The SGAT-A was administered to 30 Chinese university students (sex as assigned at birth: female = 70%). The median age was 21 years (min = 18; max = 30). Regarding the level of education, only one participant stated that they had not obtained a secondary school diploma, while 19 (63.3%) had reached a secondary school diploma (high school), and 10 (33.3%) had attended university up to a 3-year degree (Supplementary Table S8). Of the participants, 21 (69.9%) identified themselves in the man/woman binary gender identity among the 58 gender identity options, while the remaining 9 (about 30%) did not want to answer the question (Supplementary Table S9). According to the Kinsey Scale, 15 (50%) participants affirmed that they were exclusively heterosexual, 9 (30%) predominantly heterosexual but in some circumstances homosexual, one predominantly heterosexual but with a strong homosexual component, 4 (13.3%) essentially bisexual, and one exclusively homosexual.
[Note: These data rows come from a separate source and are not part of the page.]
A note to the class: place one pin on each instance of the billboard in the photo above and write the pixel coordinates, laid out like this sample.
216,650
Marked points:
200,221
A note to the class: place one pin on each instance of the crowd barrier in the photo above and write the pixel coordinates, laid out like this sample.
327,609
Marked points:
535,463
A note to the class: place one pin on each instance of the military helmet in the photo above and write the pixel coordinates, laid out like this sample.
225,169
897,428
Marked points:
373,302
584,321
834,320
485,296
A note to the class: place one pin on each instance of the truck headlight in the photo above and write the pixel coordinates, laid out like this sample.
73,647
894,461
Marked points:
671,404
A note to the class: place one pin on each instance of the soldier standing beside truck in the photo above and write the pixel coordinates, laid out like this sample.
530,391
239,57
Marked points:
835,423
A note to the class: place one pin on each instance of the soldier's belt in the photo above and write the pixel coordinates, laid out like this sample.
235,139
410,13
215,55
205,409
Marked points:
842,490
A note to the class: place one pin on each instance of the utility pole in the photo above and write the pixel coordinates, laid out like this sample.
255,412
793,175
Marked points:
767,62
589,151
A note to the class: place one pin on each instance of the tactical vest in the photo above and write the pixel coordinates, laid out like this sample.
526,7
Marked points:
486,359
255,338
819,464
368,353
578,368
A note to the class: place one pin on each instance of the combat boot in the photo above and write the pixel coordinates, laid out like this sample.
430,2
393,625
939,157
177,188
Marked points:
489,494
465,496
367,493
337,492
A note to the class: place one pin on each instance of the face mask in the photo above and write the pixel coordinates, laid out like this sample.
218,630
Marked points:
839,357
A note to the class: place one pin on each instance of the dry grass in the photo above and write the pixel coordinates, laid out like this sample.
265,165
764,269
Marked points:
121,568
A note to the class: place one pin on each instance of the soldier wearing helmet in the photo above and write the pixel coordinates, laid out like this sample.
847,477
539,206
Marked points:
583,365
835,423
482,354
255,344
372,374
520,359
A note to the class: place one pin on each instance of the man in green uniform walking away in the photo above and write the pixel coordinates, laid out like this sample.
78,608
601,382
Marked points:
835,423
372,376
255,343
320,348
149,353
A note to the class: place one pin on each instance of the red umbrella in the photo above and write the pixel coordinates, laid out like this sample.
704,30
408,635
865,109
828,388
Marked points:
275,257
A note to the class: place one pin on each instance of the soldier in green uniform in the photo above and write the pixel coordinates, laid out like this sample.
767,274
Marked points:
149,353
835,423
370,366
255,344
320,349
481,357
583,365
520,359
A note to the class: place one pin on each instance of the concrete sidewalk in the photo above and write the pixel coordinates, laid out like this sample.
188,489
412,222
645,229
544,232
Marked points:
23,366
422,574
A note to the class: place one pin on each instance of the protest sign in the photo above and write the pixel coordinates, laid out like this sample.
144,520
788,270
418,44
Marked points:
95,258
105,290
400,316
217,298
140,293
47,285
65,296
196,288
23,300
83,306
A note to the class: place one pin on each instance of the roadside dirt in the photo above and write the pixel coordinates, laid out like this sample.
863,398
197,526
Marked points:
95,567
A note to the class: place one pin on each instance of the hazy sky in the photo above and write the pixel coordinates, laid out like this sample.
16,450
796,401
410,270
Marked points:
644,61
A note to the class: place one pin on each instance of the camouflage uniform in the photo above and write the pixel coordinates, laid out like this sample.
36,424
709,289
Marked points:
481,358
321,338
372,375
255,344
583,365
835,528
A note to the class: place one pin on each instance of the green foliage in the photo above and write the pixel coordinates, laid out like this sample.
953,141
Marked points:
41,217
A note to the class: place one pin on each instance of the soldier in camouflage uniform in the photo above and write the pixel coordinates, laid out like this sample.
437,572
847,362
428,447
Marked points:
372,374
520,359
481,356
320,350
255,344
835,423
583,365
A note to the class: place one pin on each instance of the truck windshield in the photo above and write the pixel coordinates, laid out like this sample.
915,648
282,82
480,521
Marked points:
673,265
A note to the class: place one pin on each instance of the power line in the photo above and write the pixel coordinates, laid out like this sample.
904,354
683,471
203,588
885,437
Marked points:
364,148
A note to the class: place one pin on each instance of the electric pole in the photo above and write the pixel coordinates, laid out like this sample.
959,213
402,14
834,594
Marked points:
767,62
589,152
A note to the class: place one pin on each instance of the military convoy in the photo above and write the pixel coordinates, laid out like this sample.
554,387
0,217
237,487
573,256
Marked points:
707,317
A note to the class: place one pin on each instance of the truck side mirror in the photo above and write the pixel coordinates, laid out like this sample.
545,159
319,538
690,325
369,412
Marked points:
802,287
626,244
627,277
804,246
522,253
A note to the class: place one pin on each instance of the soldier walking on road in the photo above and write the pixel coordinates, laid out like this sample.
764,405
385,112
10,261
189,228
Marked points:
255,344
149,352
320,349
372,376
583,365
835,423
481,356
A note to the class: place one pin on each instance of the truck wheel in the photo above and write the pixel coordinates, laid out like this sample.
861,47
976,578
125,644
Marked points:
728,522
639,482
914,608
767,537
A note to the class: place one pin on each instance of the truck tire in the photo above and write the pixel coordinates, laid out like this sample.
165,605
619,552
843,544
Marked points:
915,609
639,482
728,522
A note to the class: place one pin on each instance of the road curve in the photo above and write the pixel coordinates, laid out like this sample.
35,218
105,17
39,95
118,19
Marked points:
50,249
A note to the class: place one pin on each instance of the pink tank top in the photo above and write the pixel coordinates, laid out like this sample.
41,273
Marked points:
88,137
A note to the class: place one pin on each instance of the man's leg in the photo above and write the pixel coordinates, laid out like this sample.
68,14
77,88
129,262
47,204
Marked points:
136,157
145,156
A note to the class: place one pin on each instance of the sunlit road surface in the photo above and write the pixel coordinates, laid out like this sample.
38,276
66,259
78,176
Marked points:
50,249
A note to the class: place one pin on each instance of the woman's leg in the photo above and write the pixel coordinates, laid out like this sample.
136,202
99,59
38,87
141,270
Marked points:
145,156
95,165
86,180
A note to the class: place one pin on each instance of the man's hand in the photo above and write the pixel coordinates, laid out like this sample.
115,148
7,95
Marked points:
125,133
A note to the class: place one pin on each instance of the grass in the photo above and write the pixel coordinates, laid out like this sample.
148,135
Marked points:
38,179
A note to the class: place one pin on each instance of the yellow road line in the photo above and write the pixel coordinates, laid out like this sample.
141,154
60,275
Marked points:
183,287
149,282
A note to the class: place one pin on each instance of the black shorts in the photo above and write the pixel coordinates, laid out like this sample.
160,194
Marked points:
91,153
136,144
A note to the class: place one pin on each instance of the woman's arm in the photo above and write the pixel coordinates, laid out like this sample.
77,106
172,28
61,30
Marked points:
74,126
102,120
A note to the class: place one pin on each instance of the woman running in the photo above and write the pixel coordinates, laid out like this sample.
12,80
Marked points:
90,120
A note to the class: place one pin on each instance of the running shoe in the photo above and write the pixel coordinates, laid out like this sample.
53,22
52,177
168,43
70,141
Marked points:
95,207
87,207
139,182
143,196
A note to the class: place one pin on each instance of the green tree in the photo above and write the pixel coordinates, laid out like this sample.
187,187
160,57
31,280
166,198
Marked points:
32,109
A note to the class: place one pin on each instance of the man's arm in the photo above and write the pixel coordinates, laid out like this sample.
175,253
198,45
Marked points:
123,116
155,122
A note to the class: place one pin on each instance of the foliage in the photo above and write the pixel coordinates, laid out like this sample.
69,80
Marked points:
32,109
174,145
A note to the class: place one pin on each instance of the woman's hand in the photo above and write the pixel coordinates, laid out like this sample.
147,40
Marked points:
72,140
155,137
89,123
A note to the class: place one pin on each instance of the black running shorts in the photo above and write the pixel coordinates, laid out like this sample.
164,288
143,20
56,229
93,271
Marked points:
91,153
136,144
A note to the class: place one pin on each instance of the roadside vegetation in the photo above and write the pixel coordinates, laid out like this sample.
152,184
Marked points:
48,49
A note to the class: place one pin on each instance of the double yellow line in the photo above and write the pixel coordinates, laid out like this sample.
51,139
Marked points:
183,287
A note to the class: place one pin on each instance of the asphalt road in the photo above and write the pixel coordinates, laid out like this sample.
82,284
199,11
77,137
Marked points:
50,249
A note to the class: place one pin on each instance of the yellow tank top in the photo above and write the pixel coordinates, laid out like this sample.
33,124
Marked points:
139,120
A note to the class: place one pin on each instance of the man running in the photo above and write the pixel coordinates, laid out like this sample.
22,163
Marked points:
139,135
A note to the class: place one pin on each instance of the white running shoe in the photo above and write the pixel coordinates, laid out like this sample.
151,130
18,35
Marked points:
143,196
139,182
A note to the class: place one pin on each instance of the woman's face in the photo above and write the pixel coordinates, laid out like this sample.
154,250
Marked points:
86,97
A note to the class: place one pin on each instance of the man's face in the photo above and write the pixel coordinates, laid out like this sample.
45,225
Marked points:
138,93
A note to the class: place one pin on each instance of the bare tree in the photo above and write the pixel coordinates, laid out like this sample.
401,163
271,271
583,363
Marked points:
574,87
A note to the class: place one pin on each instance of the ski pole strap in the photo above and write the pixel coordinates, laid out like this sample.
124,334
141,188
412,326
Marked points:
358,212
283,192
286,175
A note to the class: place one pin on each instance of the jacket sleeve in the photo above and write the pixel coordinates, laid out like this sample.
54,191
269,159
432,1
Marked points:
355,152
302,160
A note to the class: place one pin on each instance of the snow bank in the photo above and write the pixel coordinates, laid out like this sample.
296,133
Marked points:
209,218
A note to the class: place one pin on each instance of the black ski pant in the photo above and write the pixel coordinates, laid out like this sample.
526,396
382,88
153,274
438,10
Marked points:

The SGAT-A was administered to 779 adults. Sex as assigned at birth was female for 451 (57.9%) respondents and male for the remaining 328 (42.1%) respondents. The median age was 22 years (min = 16; max = 89). The majority were undergraduates (47.8%; 45.9% females) (Supplementary Table S10). Of the participants, 97.2% (98.6% females) identified themselves in the man/woman binary gender identity among the 58 gender identity options (Supplementary Table S11). According to the Kinsey Scale, 88.7% (86.7% females) affirmed that they were exclusively heterosexual, 1.2% (0.7% females, 1.8% males) were exclusively homosexual, and 2.1% (2.9% females) were bisexual. Moreover, 5.5% (6.9% females, 3.7% males) affirmed to be predominantly heterosexual but with occasional homosexual components.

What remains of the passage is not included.